As you begin your first journey into parenthood, the crib should be one of your initial purchases. While the idea of using an heirloom crib is lovely, the safety standards of cribs change from generation to generation. Therefore, it’s best to buy a new crib or sleep space. For example, drop-sided cribs were just removed from the market in 2010, so a crib that a friend used even five years ago is out of date.

Modern cribs should be used with new, snug-fitting crib mattresses. The mattress can have a fitted crib sheet that fits snug and cannot readily be pulled free. Other than the mattress, there should not be anything in the crib. Bumpers, which were popular just a few years ago, are no longer recommended as they pose a suffocation risk.

On your diaper changing area, your diaper pad should fit within the length and width of the dresser or table it sits upon. If you do not have a suitable changing surface, creating a space on the floor is a great option. The idea for the safe diaper changing space is to have everything you need at hand’s reach so you can safely change the baby without having to step away or take both hands off the baby. Regardless of the setup of your diaper changing area, never walk away from the baby when they are on the changing table.

A nursery is made even better when the parents have a comfortable and safe place to sit to feed their infant. A glider is a nice option as it allows for good mother-child body positioning when feeding. Some gliders have storage built right into the sides, which is useful for extra things, like burp cloths.

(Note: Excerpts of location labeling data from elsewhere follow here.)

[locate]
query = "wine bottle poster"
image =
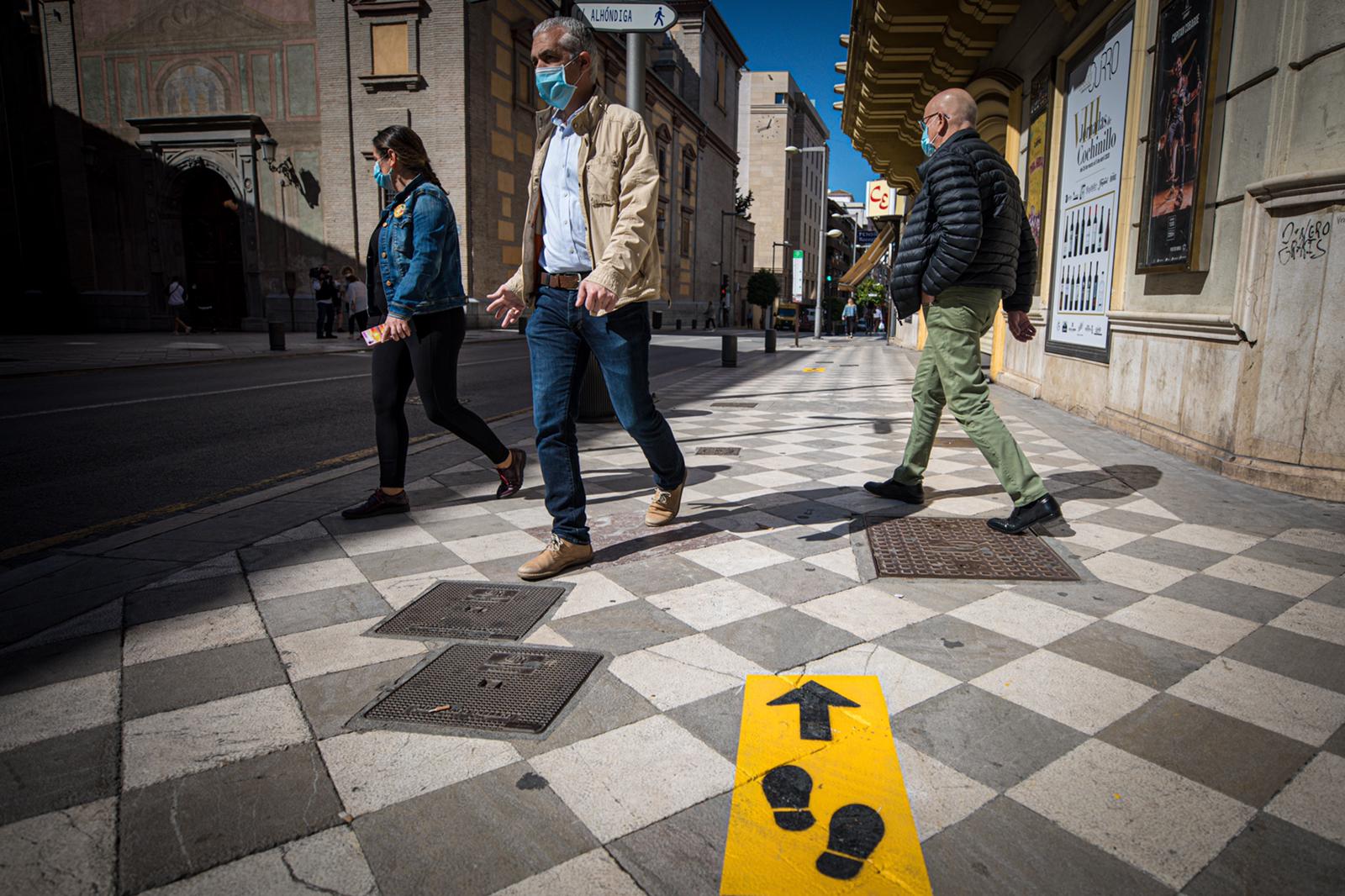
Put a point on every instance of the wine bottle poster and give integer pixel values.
(1087, 230)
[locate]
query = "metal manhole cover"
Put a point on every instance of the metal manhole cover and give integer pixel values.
(474, 609)
(517, 689)
(936, 548)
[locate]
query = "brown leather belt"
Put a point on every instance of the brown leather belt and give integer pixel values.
(562, 282)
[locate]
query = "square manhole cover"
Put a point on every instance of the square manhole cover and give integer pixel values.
(511, 689)
(471, 609)
(915, 548)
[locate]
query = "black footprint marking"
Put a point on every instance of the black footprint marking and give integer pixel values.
(856, 831)
(789, 788)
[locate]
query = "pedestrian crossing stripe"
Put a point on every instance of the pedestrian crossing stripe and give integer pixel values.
(820, 804)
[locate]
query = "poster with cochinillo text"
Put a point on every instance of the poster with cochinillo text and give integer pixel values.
(1087, 229)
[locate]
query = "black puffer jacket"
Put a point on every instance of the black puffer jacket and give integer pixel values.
(968, 228)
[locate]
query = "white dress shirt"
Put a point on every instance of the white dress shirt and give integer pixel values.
(564, 232)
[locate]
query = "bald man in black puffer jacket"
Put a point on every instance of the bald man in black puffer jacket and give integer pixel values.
(965, 249)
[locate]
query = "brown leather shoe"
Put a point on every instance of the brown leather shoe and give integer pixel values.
(665, 506)
(556, 557)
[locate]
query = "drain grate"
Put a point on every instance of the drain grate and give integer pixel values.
(472, 609)
(518, 689)
(915, 548)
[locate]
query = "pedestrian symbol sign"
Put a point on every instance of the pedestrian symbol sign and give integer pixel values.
(820, 804)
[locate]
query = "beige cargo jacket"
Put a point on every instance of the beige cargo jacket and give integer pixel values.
(619, 187)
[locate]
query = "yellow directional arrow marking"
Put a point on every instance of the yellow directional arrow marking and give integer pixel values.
(820, 804)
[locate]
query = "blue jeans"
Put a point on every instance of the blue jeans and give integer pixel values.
(560, 338)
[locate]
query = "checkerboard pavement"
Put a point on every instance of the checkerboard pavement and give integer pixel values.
(1174, 721)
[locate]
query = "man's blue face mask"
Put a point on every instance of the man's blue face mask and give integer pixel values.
(553, 87)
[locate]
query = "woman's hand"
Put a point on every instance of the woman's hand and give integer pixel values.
(396, 329)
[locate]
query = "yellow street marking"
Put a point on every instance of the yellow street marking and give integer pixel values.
(820, 804)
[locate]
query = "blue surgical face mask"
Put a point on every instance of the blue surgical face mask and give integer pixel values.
(553, 87)
(382, 179)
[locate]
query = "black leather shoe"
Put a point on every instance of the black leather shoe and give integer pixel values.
(896, 492)
(511, 478)
(1039, 512)
(377, 505)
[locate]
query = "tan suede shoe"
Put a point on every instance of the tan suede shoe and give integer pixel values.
(665, 506)
(556, 557)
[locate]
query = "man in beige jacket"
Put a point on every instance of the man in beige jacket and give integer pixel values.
(591, 261)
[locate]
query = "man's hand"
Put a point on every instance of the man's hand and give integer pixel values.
(506, 306)
(1020, 326)
(595, 298)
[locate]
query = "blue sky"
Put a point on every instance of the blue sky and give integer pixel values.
(804, 38)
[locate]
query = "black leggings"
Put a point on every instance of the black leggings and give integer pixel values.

The space should have a smoke and carbon monoxide detector installed. The batteries should be changed regularly, at least twice a year, and the unit tested to make sure it is functioning properly.

While a swing or bouncy seat is not an absolute, it does give you a second space to safely place your baby when you need to have your hands free. Babies love to watch their parents in action, but babies should never be placed on an adult bed or countertop as rollover accidents are all too common and can happen in the blink of an eye.

Other components that can be useful are a ceiling fan, which gently circulates the air, and a baby monitor, which allows you to keep an eye or ear on baby when you are not in the room. The monitor should be secured out of reach from your infant or toddler with all cords safely away to avoid a strangulation hazard.

The window and door of the room should be functional, so that in case of an emergency, they can easily be opened by fire rescue. Window shades are fine, but cords should be out of reach of toddlers to prevent accidental entanglement and strangulation.